Chatiliez crée pour cette série, des animaux mi réalistes-mi fantastiques, qui s’expulsent de leur fond pour menacer le spectateur et semble se libérer totalement de ses influences. Ces animaux prennent place sur des composants électroniques, où dans chaque image, un symbole est récurrent, celui du signe du bouton de démarrage et d’extinction de l’ordinateur, qui interviendra, inexorablement, par la puissance destructrice du dit insecte. « Ces guerriers tapis dans l’ombre3 » aux couleurs métalliques, semblent menacer bien plus le spectateur que l’appareil électronique, en particulier pour le BUG 001. Le symbole de la vie contemporaine semble leur servir de nid, ils y ont solidement planté bagage, l’extinction est allumée et seul le spectateur peut encore ressentir le danger d’un bouleversement imminent.
Les BUG 005, 006 et 007 ont cela d’effrayant qu’il est très difficiles de les rapprocher d’un être vivant existant.

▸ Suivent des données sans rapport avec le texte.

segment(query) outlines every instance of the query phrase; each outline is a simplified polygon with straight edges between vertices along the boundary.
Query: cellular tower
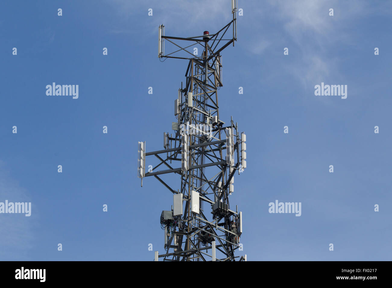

Et alors on s’aperçoit que de l’insecte, que l’on destinait à dévorer la machine, le symptôme de la plus anxiogène des maladies actuelles, celle de l’anéantissement du désormais plus proche amis de l’homme, son ordinateur ; cet insecte fait finalement corps avec l’ordinateur pour menacer le spectateur. Le BUG est bien ancré dans la machine, il y a installé ses quartiers généraux, il devient 3 Patrice Ramain. Pierre-Emmanuel Chatillez, Digital Painting.

L’expression de l’inquiétude de l’artiste face aux grands bouleversements de notre temps. C’est aussi une question métaphysique, celle de la peur de l’inconnu. La série sur laquelle l’artiste travaille actuellement « Money shot » continue l’exploration du mouvement pour tenter d’en rendre au plus près l’effet par séquençage de la scène au sein d’une même œuvre. Ce mouvement est celui du talon aiguille qui brise ou glisse sur la glace, ici le miroir, souvenir d’un récent séjour à Moscou, ville qui a retenue son attention par l’omniprésence et du glamour et de l’argent. Dans la glace se mirent les starlettes dont les talons sont l’attribut fétiche avec lesquels elles semblent être née tant il est leur est facile de se déplacer sur le verglas perchée sur dix à quinze centimètres. Le titre de la série, « Money shot », c’est le rapport entre l’argent et la production artistique qui devient rapidement par glissement de sens, la disproportion du coût de cette dernière. C’est aussi, dans l’industrie pornographique la prise de vue où l’acteur mâle reçoit un extra. C’est le règne de tout ce qui est monnayable et superficiel à une époque où beaucoup manifestent la nécessité de sortir de cet engrenage. Cette série prolonge les thèmes de prédilection de l’artiste, sa réflexion sur les angoisses contemporaines où la métaphore ne peut se filer que si l’on en cherche le sens.
La démarche de Pierre-Emmanuel Chatiliez dans le travail par séries découle certes de l’approche qu’il peut avoir dans le story board mais qui s’affranchit des codes pour devenir œuvre originale. Ces références sont bien sur les grands noms du graphisme et des génériques de films ainsi qu’ils ont été évoqués plus haut, mais ce sont aussi le pop art et sa vision décalée dans le traitement de sujets d’actualité et l’utilisation de l’image publicitaire au premier comme au troisième degrés. C’est aussi le souvenir des grands maitres de la photographie, les univers glacés et angoissant d’Erwin Olaf, les tendances extra constructivistes, et futuristes de Rodchenko et tant d’autres… Ce n’est pas seulement la recherche du mouvement qui anime sa méthode mais bien l’évolution d’un symbole, d’une idée qui est le propre de la démarche artistique.